Can Hot Coffee Documentary Help Wash Away Tort Reform Assumptions?

Everyone knows about the woman who sued McDonald’s because her coffee was too hot,
right? Over the years it has become the poster child for so-called “frivolous lawsuits” and the “greedy lawyers” who file them. It was a punch line of Seinfeld and Letterman and has evolved into the go-to citation for water cooler conversations about lawsuits happening daily across the country.

But what if I told you 79 year-old Stella Liebeck didn’t just suffer an inconvenient burn to her mouth like most people might assume? What if, instead, I told you she suffered 3rd degree burns on her legs and groin after spilling the coffee as a passenger in a parked car? That she required multiple surgeries and skin grafts to treat her injuries. That Ms. Liebeck’s lawsuit asked for $20,000 in medical expenses and time off work, not the $2.8 million the jury eventually awarded her.

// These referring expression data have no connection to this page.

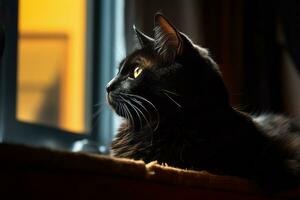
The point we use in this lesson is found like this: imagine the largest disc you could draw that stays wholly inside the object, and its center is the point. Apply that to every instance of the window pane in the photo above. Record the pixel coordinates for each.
(52, 64)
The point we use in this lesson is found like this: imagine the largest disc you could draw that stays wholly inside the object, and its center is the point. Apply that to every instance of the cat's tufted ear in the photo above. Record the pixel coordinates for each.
(168, 42)
(143, 39)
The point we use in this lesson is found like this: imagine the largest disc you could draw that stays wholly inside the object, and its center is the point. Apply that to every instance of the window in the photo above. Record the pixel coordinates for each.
(58, 58)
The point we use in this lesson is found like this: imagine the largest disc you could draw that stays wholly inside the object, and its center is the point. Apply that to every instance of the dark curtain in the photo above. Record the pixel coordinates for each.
(242, 37)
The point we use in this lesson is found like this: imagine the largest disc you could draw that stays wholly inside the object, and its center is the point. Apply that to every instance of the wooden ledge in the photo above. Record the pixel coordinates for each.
(36, 165)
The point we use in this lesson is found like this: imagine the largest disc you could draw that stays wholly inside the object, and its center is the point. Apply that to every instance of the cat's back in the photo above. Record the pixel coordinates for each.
(284, 134)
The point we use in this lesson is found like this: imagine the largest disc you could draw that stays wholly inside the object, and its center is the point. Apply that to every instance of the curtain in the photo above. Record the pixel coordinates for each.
(242, 36)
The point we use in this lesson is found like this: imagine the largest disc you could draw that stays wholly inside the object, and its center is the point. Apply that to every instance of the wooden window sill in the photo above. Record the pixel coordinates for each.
(49, 174)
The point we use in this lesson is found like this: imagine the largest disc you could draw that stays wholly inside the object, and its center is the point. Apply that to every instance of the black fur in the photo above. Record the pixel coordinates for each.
(177, 112)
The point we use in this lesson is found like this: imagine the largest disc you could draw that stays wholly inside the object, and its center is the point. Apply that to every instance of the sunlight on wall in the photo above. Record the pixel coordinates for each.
(51, 63)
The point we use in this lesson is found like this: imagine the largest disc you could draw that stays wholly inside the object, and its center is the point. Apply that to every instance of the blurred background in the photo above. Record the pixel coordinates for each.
(255, 43)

Would it change your mind?

Monday night you’ll have the chance to find out. A new documentary called Hot Coffee takes a closer look at the facts of the case and the very real public relations war that has been waged to influence our thinking about the legal system. It will premiere this coming Monday (June 27) at 8 p.m. CST on HBO.

The film debuted at the Sundance festival earlier this year and has garnered favorable reviews. Variety magazine has called it an “eye-opening indictment of the way big business spins the media,” and after the HBO premier last night, writer Peter Debruge had this to say:

“Hot Coffee” takes the subject of tort reform (yawn, right?) and the Republican assault
against trial lawyers and turns the conversation upside down, emerging as a powerful piece of advocacy journalism that challenges some of the facile imagery of greedy litigants and stupid juries. The memorable case that provides the title — a woman who sued McDonald’s after being scalded by its coffee — is only one of several that served as fodder for both libertarians like John Stossel and late night comics, yet which take on a different hue upon closer inspection.

“You can’t wine and dine juries,” as one lawyer puts it, citing the corrosive influence of
money on other branches of government — and even, increasingly, the judicial system, illustrated in the doc by the well-financed political campaigns waged against judges.

I plan to watch. I hope you do, too. My guess is that we’ll all come away with a new appreciation on how our court system works and who is actually influencing the way we think.